When Zack Nelson — a.k.a. YouTube’s JerryRigEverything — tried to bend the iPhone Air, it hurt his fingers.
Apple wants to prove that its thinnest phone is durable. The company’s execs challenged interviewers to try to bend the phone. Apple said the device “exceeds Apple’s stringent bend strength requirements” and is “more durable than any previous iPhone,” in a release when it unveiled the device.
Nelson has amassed over 9 million followers for poking, prodding, and scratching various devices. He recently tested the iPhone Air and was surprised by how much pressure it could withstand. He posted a video of the experiment titled, “iPhone Air Durability test — I AM SHOCKED.”
Putting the iPhone Air on its side, Nelson tried bending it from both directions. Bending from the back caused “freaking nothing,” he said. Bending from the front, Nelson found a bit of “curvature,” but the phone’s titanium build caused it to return to “straight as it was coming out of the box a few minutes ago.”
The iPhone Air has a titanium frame, like most of Apple’s phones since the iPhone 15. The iPhone 17 and 17 Pro, which dropped the same day as the iPhone Air, revert to aluminum frames.

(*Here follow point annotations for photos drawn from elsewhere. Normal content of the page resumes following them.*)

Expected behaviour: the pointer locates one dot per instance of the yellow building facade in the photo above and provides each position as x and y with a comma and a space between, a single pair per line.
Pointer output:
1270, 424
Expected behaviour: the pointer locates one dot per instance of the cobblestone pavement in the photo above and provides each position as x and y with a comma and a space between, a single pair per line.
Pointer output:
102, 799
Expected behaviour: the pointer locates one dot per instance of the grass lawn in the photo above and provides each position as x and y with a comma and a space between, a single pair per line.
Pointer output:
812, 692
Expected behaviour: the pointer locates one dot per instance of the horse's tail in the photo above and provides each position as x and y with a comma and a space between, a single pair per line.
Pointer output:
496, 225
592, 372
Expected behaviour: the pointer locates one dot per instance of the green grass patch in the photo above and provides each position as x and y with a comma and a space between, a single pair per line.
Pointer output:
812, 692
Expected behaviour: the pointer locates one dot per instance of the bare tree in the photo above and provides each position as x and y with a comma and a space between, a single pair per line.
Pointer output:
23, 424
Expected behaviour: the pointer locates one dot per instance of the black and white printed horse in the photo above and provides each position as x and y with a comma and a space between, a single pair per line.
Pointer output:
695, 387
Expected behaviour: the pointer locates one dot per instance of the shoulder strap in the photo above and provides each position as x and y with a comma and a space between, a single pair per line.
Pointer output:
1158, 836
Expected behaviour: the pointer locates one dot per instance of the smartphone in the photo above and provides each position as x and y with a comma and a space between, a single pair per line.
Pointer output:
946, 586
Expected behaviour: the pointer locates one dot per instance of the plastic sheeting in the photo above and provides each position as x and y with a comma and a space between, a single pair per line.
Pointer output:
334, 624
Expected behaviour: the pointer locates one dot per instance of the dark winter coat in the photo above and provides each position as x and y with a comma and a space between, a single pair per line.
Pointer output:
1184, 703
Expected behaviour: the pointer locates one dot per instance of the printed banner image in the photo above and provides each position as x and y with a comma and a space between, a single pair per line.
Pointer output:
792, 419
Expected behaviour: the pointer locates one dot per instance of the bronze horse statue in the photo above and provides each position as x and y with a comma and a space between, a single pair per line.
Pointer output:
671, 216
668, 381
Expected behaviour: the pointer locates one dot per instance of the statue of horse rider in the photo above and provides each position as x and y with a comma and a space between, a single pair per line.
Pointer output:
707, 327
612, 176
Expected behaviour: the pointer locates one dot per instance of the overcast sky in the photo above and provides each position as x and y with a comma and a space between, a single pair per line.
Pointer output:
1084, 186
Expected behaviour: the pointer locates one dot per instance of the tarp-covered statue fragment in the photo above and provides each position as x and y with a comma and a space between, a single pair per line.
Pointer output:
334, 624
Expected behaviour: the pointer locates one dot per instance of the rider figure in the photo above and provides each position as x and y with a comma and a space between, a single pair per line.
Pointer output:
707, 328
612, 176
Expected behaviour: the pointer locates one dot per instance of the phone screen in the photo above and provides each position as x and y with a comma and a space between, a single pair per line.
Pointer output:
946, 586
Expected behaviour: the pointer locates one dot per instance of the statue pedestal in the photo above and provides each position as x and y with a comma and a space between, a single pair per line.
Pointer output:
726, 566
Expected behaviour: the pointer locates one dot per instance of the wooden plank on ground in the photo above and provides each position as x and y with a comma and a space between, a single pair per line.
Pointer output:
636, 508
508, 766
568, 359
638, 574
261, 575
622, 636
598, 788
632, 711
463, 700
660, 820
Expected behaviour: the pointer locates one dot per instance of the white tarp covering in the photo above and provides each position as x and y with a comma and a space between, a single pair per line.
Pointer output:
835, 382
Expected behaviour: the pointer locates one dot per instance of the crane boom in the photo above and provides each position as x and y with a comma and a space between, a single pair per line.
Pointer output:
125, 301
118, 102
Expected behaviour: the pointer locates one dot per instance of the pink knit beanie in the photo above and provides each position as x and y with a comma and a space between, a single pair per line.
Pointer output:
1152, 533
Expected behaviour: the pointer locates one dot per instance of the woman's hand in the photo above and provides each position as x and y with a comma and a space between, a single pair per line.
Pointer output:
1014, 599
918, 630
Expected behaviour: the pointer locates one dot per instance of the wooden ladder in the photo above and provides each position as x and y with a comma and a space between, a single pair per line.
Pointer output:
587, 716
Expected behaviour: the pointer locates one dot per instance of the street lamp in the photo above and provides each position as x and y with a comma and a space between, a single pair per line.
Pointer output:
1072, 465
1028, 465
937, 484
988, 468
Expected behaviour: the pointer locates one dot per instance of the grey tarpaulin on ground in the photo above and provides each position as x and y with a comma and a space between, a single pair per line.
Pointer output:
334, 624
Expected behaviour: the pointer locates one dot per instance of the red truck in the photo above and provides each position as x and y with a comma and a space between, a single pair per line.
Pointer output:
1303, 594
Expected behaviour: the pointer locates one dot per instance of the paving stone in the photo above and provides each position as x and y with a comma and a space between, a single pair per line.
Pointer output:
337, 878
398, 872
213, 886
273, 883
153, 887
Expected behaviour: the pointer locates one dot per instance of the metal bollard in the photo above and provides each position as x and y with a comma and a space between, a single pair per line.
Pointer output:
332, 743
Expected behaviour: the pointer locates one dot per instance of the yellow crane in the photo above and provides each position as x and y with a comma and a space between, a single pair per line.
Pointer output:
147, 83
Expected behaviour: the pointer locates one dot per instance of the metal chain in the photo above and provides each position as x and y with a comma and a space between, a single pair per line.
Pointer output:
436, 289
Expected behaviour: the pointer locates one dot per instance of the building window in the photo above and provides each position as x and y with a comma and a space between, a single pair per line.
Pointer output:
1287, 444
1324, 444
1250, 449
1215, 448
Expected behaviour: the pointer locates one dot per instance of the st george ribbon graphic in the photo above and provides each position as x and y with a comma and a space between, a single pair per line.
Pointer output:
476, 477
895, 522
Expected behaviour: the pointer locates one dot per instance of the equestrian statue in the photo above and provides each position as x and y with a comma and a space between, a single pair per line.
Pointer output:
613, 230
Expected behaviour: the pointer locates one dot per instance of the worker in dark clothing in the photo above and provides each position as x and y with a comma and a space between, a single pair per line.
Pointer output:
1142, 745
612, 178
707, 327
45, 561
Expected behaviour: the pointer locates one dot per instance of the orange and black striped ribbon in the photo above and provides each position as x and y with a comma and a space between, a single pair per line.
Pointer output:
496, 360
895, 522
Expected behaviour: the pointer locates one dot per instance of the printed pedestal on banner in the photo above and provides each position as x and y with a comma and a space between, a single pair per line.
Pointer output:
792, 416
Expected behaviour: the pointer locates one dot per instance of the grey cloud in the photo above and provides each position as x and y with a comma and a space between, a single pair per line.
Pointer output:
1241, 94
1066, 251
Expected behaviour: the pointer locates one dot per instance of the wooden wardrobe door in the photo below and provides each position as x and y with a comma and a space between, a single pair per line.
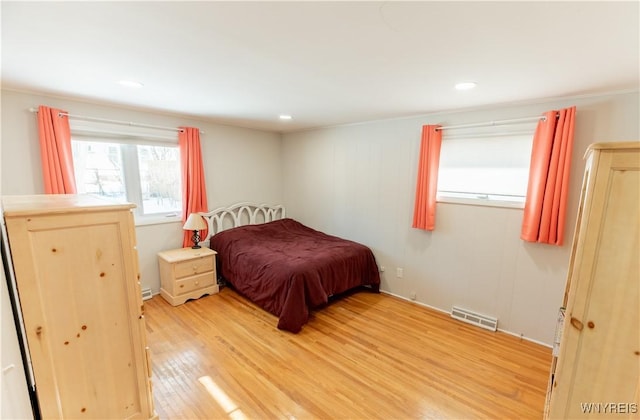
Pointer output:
78, 285
599, 359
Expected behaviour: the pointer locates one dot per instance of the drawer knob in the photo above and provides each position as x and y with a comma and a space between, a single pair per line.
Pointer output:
577, 324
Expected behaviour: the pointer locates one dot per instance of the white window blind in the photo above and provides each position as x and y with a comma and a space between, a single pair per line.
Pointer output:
489, 168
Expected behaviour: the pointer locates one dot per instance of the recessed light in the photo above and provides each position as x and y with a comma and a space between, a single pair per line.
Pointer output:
130, 83
465, 85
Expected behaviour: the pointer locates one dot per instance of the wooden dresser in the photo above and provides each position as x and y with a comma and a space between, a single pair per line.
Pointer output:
76, 272
597, 371
187, 273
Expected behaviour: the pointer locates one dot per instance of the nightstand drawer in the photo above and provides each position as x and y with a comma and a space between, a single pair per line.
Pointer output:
194, 266
194, 283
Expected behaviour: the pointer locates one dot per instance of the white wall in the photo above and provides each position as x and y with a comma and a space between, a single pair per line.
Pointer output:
240, 164
358, 181
14, 397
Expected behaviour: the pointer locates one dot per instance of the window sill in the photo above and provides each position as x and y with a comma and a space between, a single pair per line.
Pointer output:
155, 220
481, 202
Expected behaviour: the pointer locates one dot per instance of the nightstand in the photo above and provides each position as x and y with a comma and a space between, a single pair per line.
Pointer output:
187, 273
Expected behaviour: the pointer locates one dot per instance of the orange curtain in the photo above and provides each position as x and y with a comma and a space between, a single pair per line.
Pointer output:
55, 151
194, 191
424, 211
546, 202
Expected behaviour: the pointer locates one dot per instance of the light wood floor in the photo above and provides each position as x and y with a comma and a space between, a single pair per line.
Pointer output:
364, 356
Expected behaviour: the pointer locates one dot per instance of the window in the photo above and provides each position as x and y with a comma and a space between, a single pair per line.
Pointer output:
485, 169
146, 174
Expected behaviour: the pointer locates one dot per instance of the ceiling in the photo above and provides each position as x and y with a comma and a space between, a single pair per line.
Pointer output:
323, 63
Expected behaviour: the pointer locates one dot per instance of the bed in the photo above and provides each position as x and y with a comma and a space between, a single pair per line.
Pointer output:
283, 266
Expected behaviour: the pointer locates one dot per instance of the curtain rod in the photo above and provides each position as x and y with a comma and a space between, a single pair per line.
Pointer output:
492, 123
132, 124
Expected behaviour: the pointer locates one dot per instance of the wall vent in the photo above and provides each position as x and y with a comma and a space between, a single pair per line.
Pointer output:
481, 321
146, 294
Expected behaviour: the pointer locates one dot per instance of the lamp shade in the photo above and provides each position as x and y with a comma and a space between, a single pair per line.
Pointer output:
195, 222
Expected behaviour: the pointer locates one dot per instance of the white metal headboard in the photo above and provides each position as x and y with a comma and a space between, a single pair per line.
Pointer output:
241, 214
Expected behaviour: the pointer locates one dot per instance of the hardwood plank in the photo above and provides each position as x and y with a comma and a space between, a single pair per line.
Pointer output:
364, 355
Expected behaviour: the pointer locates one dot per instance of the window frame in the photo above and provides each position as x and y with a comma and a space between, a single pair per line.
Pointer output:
480, 134
131, 171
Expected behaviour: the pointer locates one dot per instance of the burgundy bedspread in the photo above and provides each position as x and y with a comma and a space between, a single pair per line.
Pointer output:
288, 268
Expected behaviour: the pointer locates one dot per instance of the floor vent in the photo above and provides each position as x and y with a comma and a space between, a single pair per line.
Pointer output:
481, 321
146, 294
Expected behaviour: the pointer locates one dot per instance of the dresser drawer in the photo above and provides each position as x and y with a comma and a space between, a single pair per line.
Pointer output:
194, 283
193, 267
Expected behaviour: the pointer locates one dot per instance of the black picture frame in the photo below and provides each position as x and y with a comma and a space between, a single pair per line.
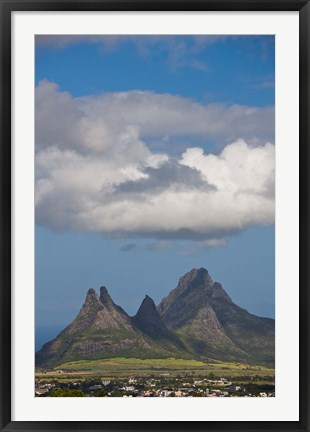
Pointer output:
7, 7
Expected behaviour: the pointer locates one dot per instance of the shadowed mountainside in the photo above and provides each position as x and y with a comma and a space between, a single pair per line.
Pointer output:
196, 320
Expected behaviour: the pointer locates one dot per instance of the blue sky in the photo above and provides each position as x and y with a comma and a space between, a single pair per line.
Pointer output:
154, 155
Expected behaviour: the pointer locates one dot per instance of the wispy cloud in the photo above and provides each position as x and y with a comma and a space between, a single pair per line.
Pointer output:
128, 247
96, 172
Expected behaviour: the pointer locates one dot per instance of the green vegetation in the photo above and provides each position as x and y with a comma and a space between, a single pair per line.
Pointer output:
66, 392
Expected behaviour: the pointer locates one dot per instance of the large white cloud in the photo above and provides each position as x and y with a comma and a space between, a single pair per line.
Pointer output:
95, 172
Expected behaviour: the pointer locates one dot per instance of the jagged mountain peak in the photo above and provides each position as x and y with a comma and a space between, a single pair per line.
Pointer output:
148, 320
105, 298
197, 318
91, 296
147, 310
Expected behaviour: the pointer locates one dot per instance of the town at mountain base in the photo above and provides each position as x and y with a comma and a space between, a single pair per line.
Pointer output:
197, 320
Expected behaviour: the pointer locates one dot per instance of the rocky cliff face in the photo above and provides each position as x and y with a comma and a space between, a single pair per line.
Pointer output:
196, 320
205, 317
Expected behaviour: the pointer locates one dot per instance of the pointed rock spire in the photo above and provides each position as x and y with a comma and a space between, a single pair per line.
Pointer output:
105, 297
91, 296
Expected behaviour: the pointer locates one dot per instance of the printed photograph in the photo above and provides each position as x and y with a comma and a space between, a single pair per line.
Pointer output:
154, 216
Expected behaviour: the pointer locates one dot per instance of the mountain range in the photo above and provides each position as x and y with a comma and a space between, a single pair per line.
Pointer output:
197, 320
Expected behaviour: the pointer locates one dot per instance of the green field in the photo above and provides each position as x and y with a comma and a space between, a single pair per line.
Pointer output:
118, 367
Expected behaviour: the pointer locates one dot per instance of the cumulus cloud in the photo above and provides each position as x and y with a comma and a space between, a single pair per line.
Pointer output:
95, 171
128, 247
94, 123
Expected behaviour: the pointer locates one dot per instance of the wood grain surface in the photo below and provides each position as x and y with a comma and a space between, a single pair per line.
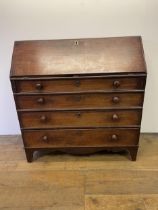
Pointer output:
77, 56
65, 182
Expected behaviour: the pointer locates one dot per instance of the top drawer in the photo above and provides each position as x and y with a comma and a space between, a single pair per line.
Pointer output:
80, 84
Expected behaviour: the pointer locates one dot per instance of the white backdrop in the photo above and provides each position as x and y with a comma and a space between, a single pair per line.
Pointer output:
53, 19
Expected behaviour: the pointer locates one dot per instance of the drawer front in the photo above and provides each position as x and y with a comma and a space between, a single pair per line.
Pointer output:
81, 137
80, 118
81, 84
77, 101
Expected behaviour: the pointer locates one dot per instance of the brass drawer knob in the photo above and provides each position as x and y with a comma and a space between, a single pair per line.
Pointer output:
39, 86
43, 118
115, 117
45, 138
40, 100
114, 137
77, 98
77, 83
116, 83
116, 99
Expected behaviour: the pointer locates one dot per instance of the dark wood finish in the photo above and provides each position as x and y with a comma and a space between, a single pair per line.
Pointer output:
80, 100
81, 137
80, 118
81, 84
79, 96
57, 57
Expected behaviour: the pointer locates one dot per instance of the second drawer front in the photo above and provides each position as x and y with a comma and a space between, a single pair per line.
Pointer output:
80, 138
81, 84
80, 118
73, 101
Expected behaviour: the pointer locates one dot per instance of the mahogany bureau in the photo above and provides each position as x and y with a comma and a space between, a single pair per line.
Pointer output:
79, 95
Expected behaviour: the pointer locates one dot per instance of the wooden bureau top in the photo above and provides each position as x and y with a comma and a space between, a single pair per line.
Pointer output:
78, 56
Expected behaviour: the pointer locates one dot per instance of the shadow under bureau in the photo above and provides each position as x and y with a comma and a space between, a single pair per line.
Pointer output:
79, 95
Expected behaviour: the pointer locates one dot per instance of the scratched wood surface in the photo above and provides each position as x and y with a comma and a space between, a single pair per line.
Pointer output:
64, 182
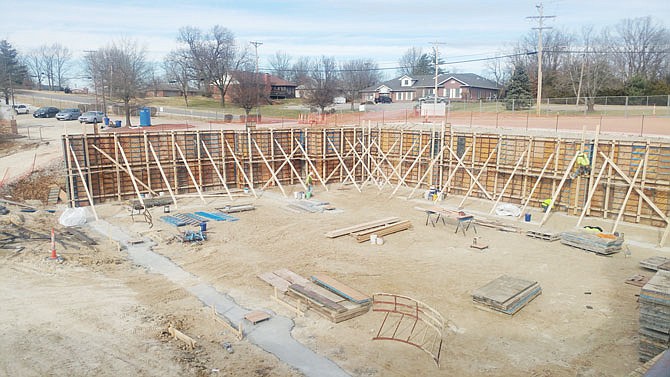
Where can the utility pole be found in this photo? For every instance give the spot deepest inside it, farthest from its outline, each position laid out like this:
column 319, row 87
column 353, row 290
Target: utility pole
column 258, row 97
column 539, row 28
column 437, row 53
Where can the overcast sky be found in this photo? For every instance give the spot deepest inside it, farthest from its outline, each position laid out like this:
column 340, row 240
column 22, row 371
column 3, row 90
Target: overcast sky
column 379, row 29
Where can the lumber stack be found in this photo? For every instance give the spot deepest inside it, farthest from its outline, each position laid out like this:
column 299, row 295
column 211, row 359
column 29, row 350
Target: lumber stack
column 506, row 294
column 363, row 231
column 656, row 263
column 326, row 296
column 547, row 236
column 655, row 316
column 599, row 243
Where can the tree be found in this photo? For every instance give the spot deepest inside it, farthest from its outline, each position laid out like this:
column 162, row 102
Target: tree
column 123, row 67
column 356, row 75
column 12, row 72
column 641, row 48
column 215, row 55
column 281, row 65
column 300, row 71
column 415, row 62
column 322, row 87
column 518, row 91
column 246, row 91
column 179, row 71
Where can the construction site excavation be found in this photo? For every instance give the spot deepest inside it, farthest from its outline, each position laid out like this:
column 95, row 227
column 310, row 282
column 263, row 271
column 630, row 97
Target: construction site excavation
column 375, row 249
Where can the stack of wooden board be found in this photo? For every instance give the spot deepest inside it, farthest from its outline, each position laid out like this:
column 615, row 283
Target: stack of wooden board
column 506, row 294
column 655, row 316
column 551, row 237
column 363, row 231
column 326, row 296
column 656, row 263
column 599, row 243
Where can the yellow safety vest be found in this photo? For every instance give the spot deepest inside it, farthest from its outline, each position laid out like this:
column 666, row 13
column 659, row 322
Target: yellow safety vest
column 583, row 160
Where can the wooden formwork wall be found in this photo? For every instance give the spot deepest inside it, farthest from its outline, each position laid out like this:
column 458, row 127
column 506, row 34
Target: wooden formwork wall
column 506, row 166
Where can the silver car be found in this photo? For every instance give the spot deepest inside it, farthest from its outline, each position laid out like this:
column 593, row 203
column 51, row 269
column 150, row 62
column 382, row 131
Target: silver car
column 68, row 114
column 91, row 117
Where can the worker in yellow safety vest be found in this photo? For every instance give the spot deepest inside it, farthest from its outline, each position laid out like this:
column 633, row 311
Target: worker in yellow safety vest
column 309, row 181
column 583, row 165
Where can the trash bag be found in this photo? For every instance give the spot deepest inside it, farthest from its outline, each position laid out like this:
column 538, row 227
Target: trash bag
column 506, row 209
column 73, row 217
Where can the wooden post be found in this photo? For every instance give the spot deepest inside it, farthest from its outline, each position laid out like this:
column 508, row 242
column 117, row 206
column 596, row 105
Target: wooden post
column 587, row 205
column 523, row 155
column 630, row 189
column 537, row 183
column 483, row 169
column 272, row 172
column 558, row 189
column 160, row 168
column 241, row 168
column 132, row 176
column 216, row 169
column 118, row 165
column 309, row 161
column 190, row 173
column 83, row 182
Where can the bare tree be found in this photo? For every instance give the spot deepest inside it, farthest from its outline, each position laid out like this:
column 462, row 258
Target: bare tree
column 123, row 67
column 12, row 72
column 214, row 55
column 247, row 91
column 34, row 65
column 323, row 83
column 641, row 48
column 281, row 65
column 55, row 63
column 593, row 70
column 179, row 71
column 300, row 71
column 415, row 62
column 356, row 75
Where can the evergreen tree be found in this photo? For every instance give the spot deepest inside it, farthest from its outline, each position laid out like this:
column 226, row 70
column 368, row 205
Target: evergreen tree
column 518, row 91
column 12, row 72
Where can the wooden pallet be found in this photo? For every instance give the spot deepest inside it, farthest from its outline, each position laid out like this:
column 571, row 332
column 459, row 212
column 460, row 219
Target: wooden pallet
column 595, row 249
column 52, row 199
column 655, row 263
column 551, row 237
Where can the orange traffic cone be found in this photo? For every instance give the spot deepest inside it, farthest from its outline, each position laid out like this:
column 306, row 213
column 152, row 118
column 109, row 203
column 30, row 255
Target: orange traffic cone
column 53, row 245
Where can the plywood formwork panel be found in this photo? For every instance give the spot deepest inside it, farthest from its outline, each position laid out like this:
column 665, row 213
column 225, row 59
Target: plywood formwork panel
column 414, row 153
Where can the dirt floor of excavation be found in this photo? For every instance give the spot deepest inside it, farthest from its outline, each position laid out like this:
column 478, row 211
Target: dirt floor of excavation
column 98, row 312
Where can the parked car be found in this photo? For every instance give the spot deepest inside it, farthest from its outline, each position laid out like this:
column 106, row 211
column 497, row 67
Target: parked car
column 21, row 109
column 91, row 117
column 68, row 114
column 46, row 112
column 383, row 99
column 431, row 98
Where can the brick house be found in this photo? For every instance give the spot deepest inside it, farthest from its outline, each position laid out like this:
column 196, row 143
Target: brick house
column 273, row 87
column 455, row 86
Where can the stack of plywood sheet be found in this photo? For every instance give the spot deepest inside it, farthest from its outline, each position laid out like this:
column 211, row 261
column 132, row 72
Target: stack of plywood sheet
column 506, row 294
column 327, row 297
column 599, row 243
column 655, row 316
column 656, row 263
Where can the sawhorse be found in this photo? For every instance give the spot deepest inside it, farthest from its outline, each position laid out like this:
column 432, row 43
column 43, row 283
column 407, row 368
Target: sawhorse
column 464, row 222
column 435, row 219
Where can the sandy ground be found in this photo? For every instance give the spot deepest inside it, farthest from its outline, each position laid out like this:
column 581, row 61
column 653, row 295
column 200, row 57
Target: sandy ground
column 98, row 314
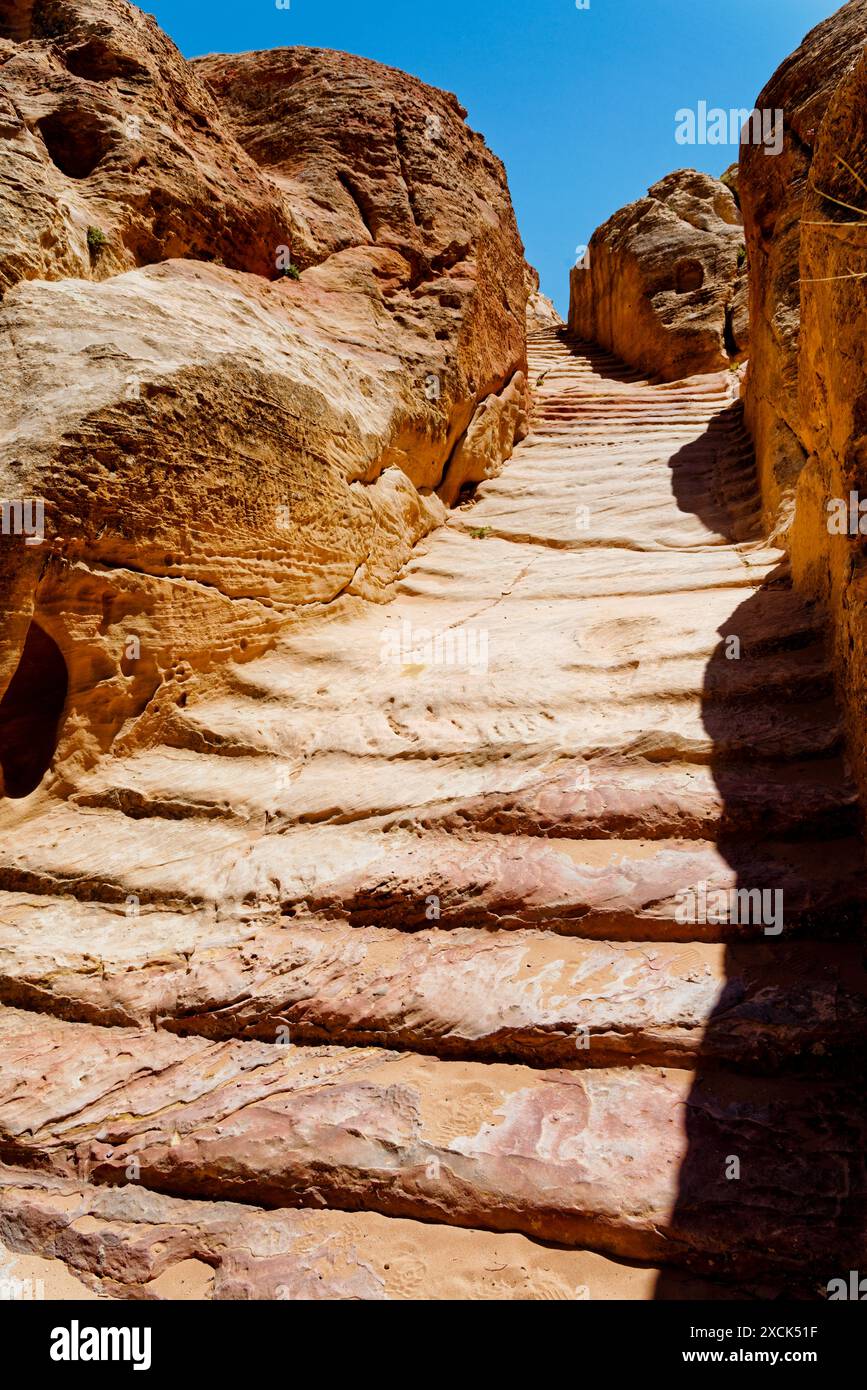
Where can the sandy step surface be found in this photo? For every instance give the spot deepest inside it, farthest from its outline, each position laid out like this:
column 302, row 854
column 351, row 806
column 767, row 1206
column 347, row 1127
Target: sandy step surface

“The iPhone Air has no business being this indestructible,” Nelson said. “Both my thumbs now hurt, along with my pride. The iPhone Air 100% passes my durability test.”
To quantify the pressure under which the iPhone Air would break, Nelson placed the phone underneath two bars and then pulled up with a device that measured force.
At 171 pounds of pressure, he heard a crack, but the screen stayed intact. At 216 pounds, the phone snapped, though the back glass stayed intact.
That’s a lot more force than the iPhone 6 could handle. Some users found they could bend it with human force, leading to the company’s BendGate controversy in 2014.
That 216 pounds of force that snapped the iPhone Air was applied to one point in the center of the phone, and not across the device’s surface area, Nelson said. So no, you probably won’t bend your iPhone Air by sitting on it.